When Lenny returns, he offers to find another guy for Esther, so she won’t be alone; she refuses. Lenny and Doreen start dancing. Esther begins to get depressed as Lenny and Doreen get more into each other; she dozing off when she’s woken with a start by Lenny’s yell. Doreen is half-naked and she’s wrestling with Lenny. Esther decides to leave. When she gets down to the street, she pulls out her street map and decides to walk the forty-eight blocks back to the hotel.
She arrives back at the hotel and gets into the elevator. She suddenly notices “a big, smudgy-eyed Chinese woman staring idiotically into my face.” Just as suddenly, she realized it’s her own reflection. She lets herself into her room, lays down in bed and looks out the window. The silence depresses her; but she realizes it is her own silence, as the things she sess down on the street are making noise, she just couldn’t hear them. She stares at the phone, trying to think of someone she wants to talk to. She remembers Buddy Willard’s mother had told Esther she’d give her number to a simultaneous interpreter she knew at the UN. Esther finds this funny, because clearly Mrs. Willard just wanted Esther to marry her son who was taking the cure for TB somewhere in upstate New York. Mrs. Willard had even arranged for Esther to work at the sanatorium where Buddy was that summer, and neither Buddy nor his mother understood why she had chosen to come to New York.
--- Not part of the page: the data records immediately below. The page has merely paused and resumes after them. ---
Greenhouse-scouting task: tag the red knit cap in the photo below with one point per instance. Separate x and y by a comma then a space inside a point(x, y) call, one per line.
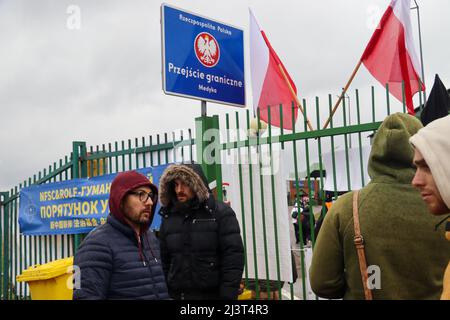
point(123, 183)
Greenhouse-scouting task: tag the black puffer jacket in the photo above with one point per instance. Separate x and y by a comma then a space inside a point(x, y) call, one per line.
point(111, 267)
point(117, 262)
point(201, 245)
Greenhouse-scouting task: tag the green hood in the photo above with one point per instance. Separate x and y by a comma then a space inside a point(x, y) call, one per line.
point(392, 154)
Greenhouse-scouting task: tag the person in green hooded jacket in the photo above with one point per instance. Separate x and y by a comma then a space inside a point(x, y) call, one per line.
point(405, 256)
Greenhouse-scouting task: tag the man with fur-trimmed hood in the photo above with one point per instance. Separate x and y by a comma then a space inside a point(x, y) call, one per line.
point(201, 246)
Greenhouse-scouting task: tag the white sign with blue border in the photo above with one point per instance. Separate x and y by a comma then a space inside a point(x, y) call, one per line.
point(202, 58)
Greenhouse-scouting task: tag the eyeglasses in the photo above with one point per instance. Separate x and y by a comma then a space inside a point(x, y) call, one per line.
point(143, 196)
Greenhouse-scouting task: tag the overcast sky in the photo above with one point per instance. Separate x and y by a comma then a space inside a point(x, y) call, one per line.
point(102, 82)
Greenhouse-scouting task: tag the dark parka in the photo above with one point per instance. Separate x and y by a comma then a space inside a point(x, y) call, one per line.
point(201, 245)
point(115, 262)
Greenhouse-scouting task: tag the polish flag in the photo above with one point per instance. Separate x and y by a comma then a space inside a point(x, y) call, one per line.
point(390, 55)
point(268, 84)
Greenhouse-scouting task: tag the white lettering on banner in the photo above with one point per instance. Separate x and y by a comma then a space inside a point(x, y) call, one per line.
point(194, 22)
point(207, 89)
point(224, 30)
point(188, 72)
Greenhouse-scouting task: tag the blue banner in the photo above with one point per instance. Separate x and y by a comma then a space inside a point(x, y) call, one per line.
point(202, 58)
point(72, 206)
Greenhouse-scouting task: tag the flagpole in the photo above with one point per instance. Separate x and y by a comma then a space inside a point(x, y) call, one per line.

She decides instead to take a bath: “There must be quite a few things a hot bath won’t cure, but I don’t know many of them.” She muses how she remembers every detail of every bathtub she’s ever been in. She feels, in her hot bath, that she has been newly baptized. All the things which had bothered her that day, including Doreen, dissolve away. When she finally gets out of the bath she “felt as pure and sweet as a new baby.”
She doesn’t know how long she’s been asleep when she’s woken by a loud knocking on the door. One voice keeps saying, “Elly, Elly” while the other says, “Miss Greenwood;” as if she had a split personality. When she opens the door, it’s the night maid with a very drunk Doreen; the maid hands her off to Esther and walks away. Esther, not really wanting to take care of her, hesitates in the doorway. At that moment, Doreen throws up on the hallway carpet and passes out. Esther leaves Doreen in the hallway. She feels she’s rejected Doreen and this is the right thing to do: “deep down, I would be loyal to Betsy and her innocent friends. It was Betsy I resembled at heart.” When she wakes up in the morning, Doreen is gone; all that’s left is the stain on the carpet.